The 60-list Poncho Para’í is recognized as an Intangible Cultural Heritage by Unesco

Asunción, Agencia IP.- The 60-list Poncho Para’í, one of the most representative symbols of Paraguayan culture, was recognized this Tuesday as an intangible cultural heritage by the United Nations Educational, Scientific and Cultural Organization (Unesco).

Today, the ancestral and traditional techniques of making the 60-list Poncho Para’í, from Piribebuy, Republic of Paraguay, become part of the List of Intangible Cultural.

It is a Paraguayan handmade garment that consists of three parts: the body, the fringes, and the fajita or guard. Each part requires different artisanal procedures carried out jointly by women weavers.

Historically, indigenous peoples first used ancestral techniques transmitted orally from mothers to daughters. The garment symbolizes unity and identity and enjoys national recognition for its design and originality.

With the inclusion in this important list, the aim is to promote the dissemination of the country’s cultural heritage and raise awareness among the population about preserving it.

It is essential to mention that the name of the poncho is due to the 60 soldiers who were killed and buried in a mass grave in the Triple Alliance War. The soldiers wore black and white ponchos.

To highlight the importance of this artisanal tradition

During the meeting of the Intergovernmental Committee for the Safeguarding of Intangible Cultural Heritage, the importance of this artisanal tradition was highlighted, identifying Paraguay as a nation with unparalleled cultural diversity, with 19 indigenous communities, five linguistic families, and two official languages, Guaraní and Spanish, grew in an environment of migrant and Afro-descendant cultures.

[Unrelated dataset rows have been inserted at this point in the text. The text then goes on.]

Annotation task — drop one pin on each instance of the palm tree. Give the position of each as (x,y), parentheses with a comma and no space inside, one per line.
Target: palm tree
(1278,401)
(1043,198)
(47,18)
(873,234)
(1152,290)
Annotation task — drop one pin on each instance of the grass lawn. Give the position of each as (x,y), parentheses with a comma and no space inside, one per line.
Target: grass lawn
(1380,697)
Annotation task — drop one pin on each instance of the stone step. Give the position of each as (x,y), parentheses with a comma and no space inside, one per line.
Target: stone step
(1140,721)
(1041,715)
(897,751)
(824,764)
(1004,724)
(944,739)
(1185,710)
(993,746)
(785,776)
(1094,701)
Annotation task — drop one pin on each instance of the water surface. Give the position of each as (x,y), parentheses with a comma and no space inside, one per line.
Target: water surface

Likewise, the Minister of Culture, Adriana Ortiz Semidei, expressed her gratitude to the Government of Botswana and each member country of the Committee for supporting this designation that promotes the union of efforts to safeguard heritage.

«This recognition pays tribute to the master artisans of the heroic city of Piribebuy, bearers of traditional knowledge who make the continuity of this ancient technique possible,» she said.

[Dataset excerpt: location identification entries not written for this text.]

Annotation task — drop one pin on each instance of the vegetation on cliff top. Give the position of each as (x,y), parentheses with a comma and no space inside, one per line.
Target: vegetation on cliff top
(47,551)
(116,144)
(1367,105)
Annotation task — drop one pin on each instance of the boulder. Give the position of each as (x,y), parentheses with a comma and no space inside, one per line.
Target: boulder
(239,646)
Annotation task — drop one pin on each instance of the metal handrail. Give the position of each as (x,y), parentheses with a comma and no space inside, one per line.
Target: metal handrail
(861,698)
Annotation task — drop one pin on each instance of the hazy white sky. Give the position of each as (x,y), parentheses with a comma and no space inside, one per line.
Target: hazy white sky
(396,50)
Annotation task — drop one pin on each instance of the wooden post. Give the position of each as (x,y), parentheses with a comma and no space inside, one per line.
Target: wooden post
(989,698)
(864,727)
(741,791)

This achievement results from an arduous process in which the private sector’s efforts, the Municipality of Piribebuy, and the Government were added, led by the National Secretariat of Culture, and supported by the National Committee for the Safeguarding of Intangible Cultural Heritage.

«Today, Paraguayan pride rises to the sky, embracing this distinction that honors our heritage and tradition. We invite every citizen to feel part of this recognition that takes our culture to all corners of the planet. The 60-list Poncho Para’í is more than a garment; the living history of our country dresses the world today!» the National Secretariat of Culture highlighted.